どうして『風立ちぬ』かというと。ポオル・ヴァレリイの詩の一節からきているらしい。

風立ちぬ、いざ生きめやも。

『風立ちぬ』の作者は、この一句がどうしても頭から離れてくれない。そこで『風立ちぬ』を書きはじめたという設定になっています。
堀 辰雄は多くの小説を書いています。が、もともとの気質は、堀 辰雄、詩人だったのではないでしょうか。
事実、詩も詠み、詩の翻訳をもしています。

君の着けてゐる、そして君を
飾つてゐる苦しさうなネクタイ
おお 文明なことです
だが、もう君が心地よく呼吸したかつたら
そのネクタイをはづしたまへ

これは、フランスの詩人、アポリネールの『ネクタイ』と題された詩。訳したのは、堀 辰雄であります。
1909年7月13日。ギョウーム・アポリネールは友人の、アンドレ・サルモンの結婚式に出て、詩を朗読しています。
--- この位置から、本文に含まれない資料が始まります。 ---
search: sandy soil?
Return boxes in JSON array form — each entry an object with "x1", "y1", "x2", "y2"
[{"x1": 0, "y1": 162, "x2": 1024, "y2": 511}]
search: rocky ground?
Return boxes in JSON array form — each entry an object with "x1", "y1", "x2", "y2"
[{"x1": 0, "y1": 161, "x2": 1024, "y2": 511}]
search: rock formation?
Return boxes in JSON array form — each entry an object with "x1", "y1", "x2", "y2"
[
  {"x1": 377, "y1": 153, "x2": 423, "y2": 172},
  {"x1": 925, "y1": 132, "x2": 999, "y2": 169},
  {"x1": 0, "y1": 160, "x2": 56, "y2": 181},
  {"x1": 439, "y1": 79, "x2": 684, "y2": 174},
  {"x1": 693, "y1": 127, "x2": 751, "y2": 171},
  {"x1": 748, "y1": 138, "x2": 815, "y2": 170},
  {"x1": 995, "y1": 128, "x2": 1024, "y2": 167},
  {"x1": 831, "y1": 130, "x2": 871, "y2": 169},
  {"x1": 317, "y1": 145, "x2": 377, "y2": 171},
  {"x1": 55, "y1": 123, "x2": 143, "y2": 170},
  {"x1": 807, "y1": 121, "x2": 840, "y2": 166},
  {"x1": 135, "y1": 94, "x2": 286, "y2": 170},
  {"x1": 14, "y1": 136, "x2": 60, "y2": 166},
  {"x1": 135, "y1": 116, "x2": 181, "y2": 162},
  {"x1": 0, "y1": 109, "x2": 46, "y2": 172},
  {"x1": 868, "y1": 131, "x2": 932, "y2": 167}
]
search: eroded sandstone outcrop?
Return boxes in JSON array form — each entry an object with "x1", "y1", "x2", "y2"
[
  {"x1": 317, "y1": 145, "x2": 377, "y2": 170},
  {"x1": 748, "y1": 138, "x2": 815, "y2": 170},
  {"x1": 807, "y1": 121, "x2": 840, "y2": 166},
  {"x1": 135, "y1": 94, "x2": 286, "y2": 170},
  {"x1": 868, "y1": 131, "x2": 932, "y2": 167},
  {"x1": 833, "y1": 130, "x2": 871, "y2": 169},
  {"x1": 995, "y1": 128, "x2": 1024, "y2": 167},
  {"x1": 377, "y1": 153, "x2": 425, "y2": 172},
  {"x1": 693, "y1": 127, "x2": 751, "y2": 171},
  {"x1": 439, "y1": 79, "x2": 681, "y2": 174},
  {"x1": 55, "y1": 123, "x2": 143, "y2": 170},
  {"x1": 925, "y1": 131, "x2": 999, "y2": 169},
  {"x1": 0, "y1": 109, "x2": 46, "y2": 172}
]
その結婚式での詩もまた、堀 辰雄は訳しています。
アンドレ・サルモンは、1881年10月4日に、巴里に生まれた美術評論家。このアンドレ・サルモンと親友だったのが、ピカソ。
1914年頃、巴里で写されたアンドレ・サルモンの写真が遺っています。ここには、ピカソを中心に、モディリニアー二と、アンドレ・サルモンとが写っているのですが。
サルモンはうんと着丈の長い、シングル前三つボタン型の、カントリー・ジャケットを着ています。ポケットもすべて貼りつけで、ハイ・ボタン。ああ、こんなカントリー・ジャケットなら欲しいなあ、と思ったしますます。
なにかカントリー・ジャケットを着て、『風立ちぬ』の初版本を探しに行くとしましょうか。